Il messaggio della Conferenza episcopale sul processo elettorale : «Chiediamo il rispetto della volontà del popolo». L’appello a tutti a «contribuire al bene della nazione»

Mentre nel Paese è in corso il processo elettorale, la Conferenza episcopale dell’El Salvador prende posizione, con un messaggio presentato nella conferenza stampa domenicale dal presidente José Luis Escobar Alas, arcivescovo di San Salvador. Il nodo è la contestata ricandidatura del presidente Nayib Bukele, che ha ufficializzato la decisione, in seguito alle più recenti sentenze del Tribunale supremo elettorale, che ha respinto i ricorsi che erano stati presentati alla luce della Costituzione. Con la presenza di Bukele tra i candidati, infatti, le elezioni del 4 febbraio 2024 si annunciano come una formalità, dato che il presidente, nonostante i suoi discussi “metodi” per affrontare i problemi della sicurezza e della criminalità, gode di un consenso che arriva a toccare anche il 90 per cento.

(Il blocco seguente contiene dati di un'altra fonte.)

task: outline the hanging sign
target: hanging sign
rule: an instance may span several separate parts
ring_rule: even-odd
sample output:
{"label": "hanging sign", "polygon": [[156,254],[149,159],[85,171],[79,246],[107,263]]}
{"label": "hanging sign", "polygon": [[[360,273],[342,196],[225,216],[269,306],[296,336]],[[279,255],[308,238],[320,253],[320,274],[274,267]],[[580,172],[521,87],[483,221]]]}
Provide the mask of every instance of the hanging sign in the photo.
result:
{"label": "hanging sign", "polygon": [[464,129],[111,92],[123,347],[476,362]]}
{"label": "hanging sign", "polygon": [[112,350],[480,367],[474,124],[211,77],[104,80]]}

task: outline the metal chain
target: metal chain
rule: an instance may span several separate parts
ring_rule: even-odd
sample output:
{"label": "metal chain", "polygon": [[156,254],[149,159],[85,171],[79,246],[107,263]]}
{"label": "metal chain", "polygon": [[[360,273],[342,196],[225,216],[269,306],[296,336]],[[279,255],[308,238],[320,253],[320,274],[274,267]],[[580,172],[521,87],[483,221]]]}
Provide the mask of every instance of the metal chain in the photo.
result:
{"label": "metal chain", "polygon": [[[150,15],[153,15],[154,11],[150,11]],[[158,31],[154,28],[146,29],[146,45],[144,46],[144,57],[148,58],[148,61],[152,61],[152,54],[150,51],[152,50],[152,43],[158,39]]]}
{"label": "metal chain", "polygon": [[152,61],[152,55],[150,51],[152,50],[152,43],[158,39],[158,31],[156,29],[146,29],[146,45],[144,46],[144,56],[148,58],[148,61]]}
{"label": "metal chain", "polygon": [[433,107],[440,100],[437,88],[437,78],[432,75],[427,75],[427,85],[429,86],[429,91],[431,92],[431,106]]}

Nella stessa giornata del 4 febbraio sono in programma anche le elezioni parlamentari e comunali. Di qui l’appello dei vescovi, «a tutti», a «contribuire al bene della nazione, esercitando il proprio diritto e dovere di votare con responsabilità, seguendo la propria coscienza, eleggendo le persone più adatte al bene del nostro Paese, quelle con più valori, e tenendo conto dei piani di gestione che presentano, sia nella sfera esecutiva, legislativa e municipale, in modo che lavorino per il bene comune». E ancora: «Chiediamo il rispetto della volontà del popolo salvadoregno nel suo diritto di eleggere liberamente e l’assoluto rispetto delle regole elettorali». Ai rappresentati della politica infine l’episcopato rivolge l’invito a sviluppare una campagna «basata sul rispetto reciproco e sul massimo rispetto per le persone».

Riflettendo anche sui gravi problemi sociali che colpiscono migliaia di famiglie salvadoregne a causa delle forti disuguaglianze sociali, Escobar Alas rileva che «non è un segreto che la nostra storia dall’indipendenza sia stata segnata da un contrasto doloroso: i ricchi che diventano sempre più ricchi contro i poveri che diventano sempre più poveri». Ricordando quindi gli anni del terrorismo, chiede ancora una volta riparazione per le vittime.